After a 16 year-battle to preserve federal water transfer rules, Western states and water providers can finally rejoice. Late last month, the U.S. Supreme Court denied certiorari in a case involving several states and districts on water transfers, reaffirming a 2nd Circuit opinion from 2017 that excludes those transfers from pollutant permits under the Clean Water Act.
“We had not won anywhere along the line until we got to the 2nd Circuit, and there we won with a divided court,” Berg Hill Greenleaf Ruscitti partner Peter Nichols said. “Having the Supreme Court let that decision stand was a huge relief. It meant we finally achieved what we set out to achieve.” Nichols has served as lead counsel for the Western water providers throughout litigation.
Water transfers are exactly what they sound like — a transfer of water from one river basin to another to supplement shortages. Thousands of water transfers occur throughout the country every day, and through 50 major transmountain diversions and roughly 1,700 smaller transfers throughout the state, the Colorado River Basin supplies more than 50 million people in several states with water.
The Clean Water Act outlines a permit program called the National Pollutant Discharge Elimination System. The act prohibits anyone from emitting pollutants without a permit, which limits what can be discharged and sets forth other requirements to ensure water quality and public health. The language is broad; it states that if one “discharge[s] from a point source into the waters of the United States,” a permit is required. But Nichols said prior to adopting the rule, the EPA had never really regulated water transfers the same way it did water emissions from things like mines or sewage plants.
The case, Catskill Mountains Chapter of Trout Unlimited, Inc. v. Environmental Protection Agency, stretches back to a 2004 case filed by the Miccosukee Tribe against the South Florida Water Management District. That case went up to the U.S. Supreme Court, which noted that the EPA didn’t have an official position on the application of NPDES permits to water transfers and invited the agency to create one. Nichols said water transfer exclusion from the permits was the “status quo,” but the rule wasn’t formal. In 2008, the EPA issued its official rule that water transfers are not subject to the National Pollutant Discharge Elimination System permitting program.

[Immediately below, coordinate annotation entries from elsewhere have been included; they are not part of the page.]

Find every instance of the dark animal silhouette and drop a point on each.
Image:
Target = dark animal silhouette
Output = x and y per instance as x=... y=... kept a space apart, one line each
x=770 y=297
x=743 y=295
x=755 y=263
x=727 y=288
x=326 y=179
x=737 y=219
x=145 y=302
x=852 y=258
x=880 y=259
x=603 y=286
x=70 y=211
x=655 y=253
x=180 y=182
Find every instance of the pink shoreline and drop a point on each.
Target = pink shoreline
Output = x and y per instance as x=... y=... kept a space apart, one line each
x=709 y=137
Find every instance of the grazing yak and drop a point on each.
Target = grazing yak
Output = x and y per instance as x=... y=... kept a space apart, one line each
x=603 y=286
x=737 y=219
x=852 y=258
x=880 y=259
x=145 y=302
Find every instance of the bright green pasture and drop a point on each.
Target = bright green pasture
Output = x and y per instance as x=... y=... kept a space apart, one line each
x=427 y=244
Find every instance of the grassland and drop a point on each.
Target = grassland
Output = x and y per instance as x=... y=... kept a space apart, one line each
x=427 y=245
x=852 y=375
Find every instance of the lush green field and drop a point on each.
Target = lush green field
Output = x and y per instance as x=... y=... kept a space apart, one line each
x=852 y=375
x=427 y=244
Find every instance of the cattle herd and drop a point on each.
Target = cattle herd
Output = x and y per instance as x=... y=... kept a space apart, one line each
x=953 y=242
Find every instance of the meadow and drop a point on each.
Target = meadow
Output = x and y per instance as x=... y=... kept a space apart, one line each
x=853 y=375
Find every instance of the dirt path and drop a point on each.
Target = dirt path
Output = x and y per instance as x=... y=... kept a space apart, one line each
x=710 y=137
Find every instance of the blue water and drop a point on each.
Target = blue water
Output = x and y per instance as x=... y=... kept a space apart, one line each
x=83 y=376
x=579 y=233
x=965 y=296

When water is transferred from one basin to the next, it naturally picks up “pollutants” as it flows through tunnels and canals that may have a different mineral composition than where it originated. CWA language that defines pollutant is also vague and can include any “industrial, municipal and agricultural waste discharged into water.”
“During spring runoff, erosion puts a lot of sediment into the canals and it gets transferred into water that may not have that same level of sediment,” Nichols said. “You’d be required as the transferor to meet all the water quality standards of the receiving water body, 24 hours a day, 365 days a year. It would be technologically and economically infeasible to do it.” The 2nd Circuit found that some financial estimates for compliance on just the major water transfers in the West would cost upwards of $4 billion.
After the 2008 rule was implemented, 11 states led by New York — along with several environmental groups, the province of Manitoba and tribal governments — sued the EPA. The case was consolidated in the 11th Circuit Court of Appeals. Ten Western states including Colorado and 26 water providers throughout those states jumped into the fray as defendants, but the 11th Circuit denied the intervention. Later, the 11th Circuit ruled it did not have jurisdiction, and a U.S. Supreme Court ruling stated that jurisdiction belonged to federal district courts.
After the 11th Circuit lifted its stay, the cases in the Southern Districts of New York and Florida were reactivated and the Western defendants intervened.
The district court found that the water transfer rule was an “unreasonable interpretation” of the CWA. Defendants argued that the ruling overrides a longstanding deference to the states on water allocation and management. They appealed, and the 2nd Circuit reversed the district court ruling in a split opinion. The majority found the water transfer rule “represents a reasonable policy choice,” and applied the “Chevron Test” which was developed after the U.S. Supreme Court ruling in Chevron U.S.A. v. Natural Resources Defense Council. The test determines whether to grant deference to an agency’s statute interpretation.
But 2nd Circuit Judge Denny Chin dissented, arguing that the exclusion of transfers from the permit rules is counterintuitive to the purpose of the CWA.
“Clean drinking water is a precious resource, and Congress painstakingly created an elaborate permitting system to protect it. Deference has its limits; I would not defer to an agency interpretation that threatens to undermine that entire system,” Chin wrote in his opinion.
Nichols said it was “no accident” that challengers of the rule were all Eastern states where water is plentiful. Colorado’s snowpack this year is only at about 60 percent of what it should be as the West continues to struggle with resource management. Nichols said the ruling removes a great deal of uncertainty for Western states and water providers “as we struggle to deal with population growth, climate change and drought. People can now focus more on that and not worry about what could’ve happened here.”